Nuclear Power Forges Curious Consensus
Disparate Groups Find Themselves in Agreement
April 07, 2005
DALLAS (April 7, 2005) - A burgeoning consensus among disparate groups driven by growing worldwide demand for electricity, advancing technology, improved safety and national security concerns is fueling revived interest in nuclear energy.
"Groups whose members normally wouldn't speak to each other find themselves in passionate agreement about the future of nuclear energy," said NCPA Senior Fellow H. Sterling Burnett.
James Lovelock, Greenpeace founder Patrick Moore and the International Atomic Energy Agency have all recently endorsed nuclear power. The primary engine driving support for nuclear power among these groups is an estimated 50 percent increase in demand for electricity by 2025 and concerns about emissions.

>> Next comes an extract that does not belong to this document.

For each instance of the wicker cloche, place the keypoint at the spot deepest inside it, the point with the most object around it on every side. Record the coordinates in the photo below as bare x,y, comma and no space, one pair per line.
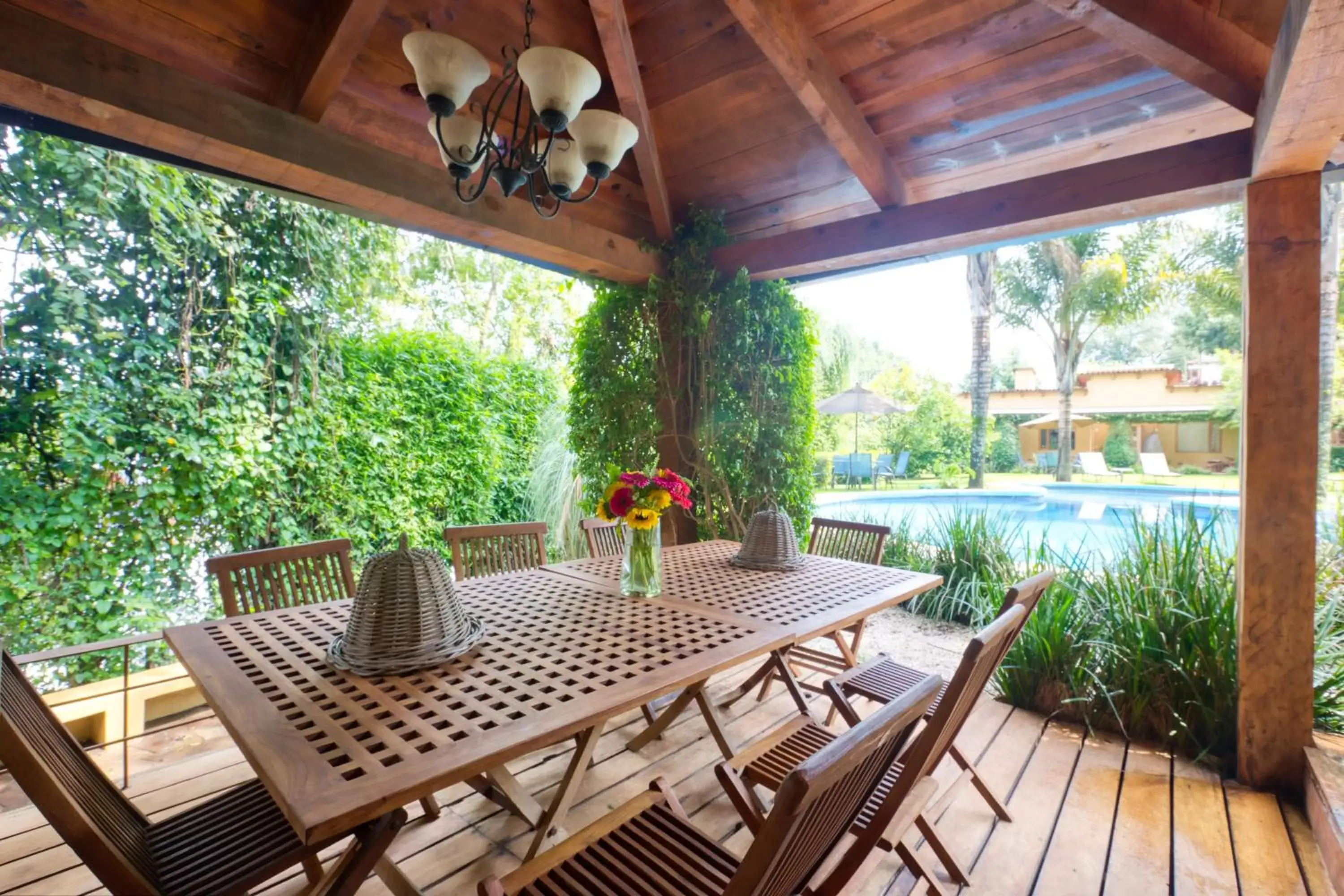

Coal-, oil- and natural gas-fired generators all produce sulfur dioxide, nitrogen oxides and CO 2 in generating power. Nuclear does not. And budget hawks concerned about the impact that high fossil fuel prices and possible supply disruptions could have on the economy are also embracing nuclear power, mainly due to lower costs:
- Positive changes in the nuclear industry have improved operating efficiency, lowering cost per kilowatt-hour from 3.31 to 1.7 cents. Only hydroelectric power costs less.
- Nuclear power could become even cheaper if emerging technologies, such as pebble-bed reactors, prove to be commercially feasible.

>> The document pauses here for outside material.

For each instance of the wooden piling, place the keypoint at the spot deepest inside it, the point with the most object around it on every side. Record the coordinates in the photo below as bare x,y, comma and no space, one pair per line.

"Nuclear power also will reduce our reliance on imported oil and natural gas," Dr. Burnett said. And fears that nuclear power is unduly hazardous have abated substantially:
- There have been no radiation deaths in the history of nuclear-powered submarines. And the accident at Three Mile Island, while serious, also proved that multiple safety measures worked.
- Spent nuclear fuel can be an asset. France generates 70 percent of its electricity from spent nuclear fuel.
- The specter of terrorist assault is small. Two former researchers at the Argonne National Laboratory, Gerald Marsh and George Stanford, found that the danger of radiation leaks from terrorist attack is small and would be even smaller if the U.S. would begin storing spent nuclear fuel at a secure facility at Yucca Mountain, Nevada - a project long delayed by politics.
"Nuclear energy is not a panacea for the nation's or world's energy ills, but it is critical to a bright economic future both here and abroad," Burnett added.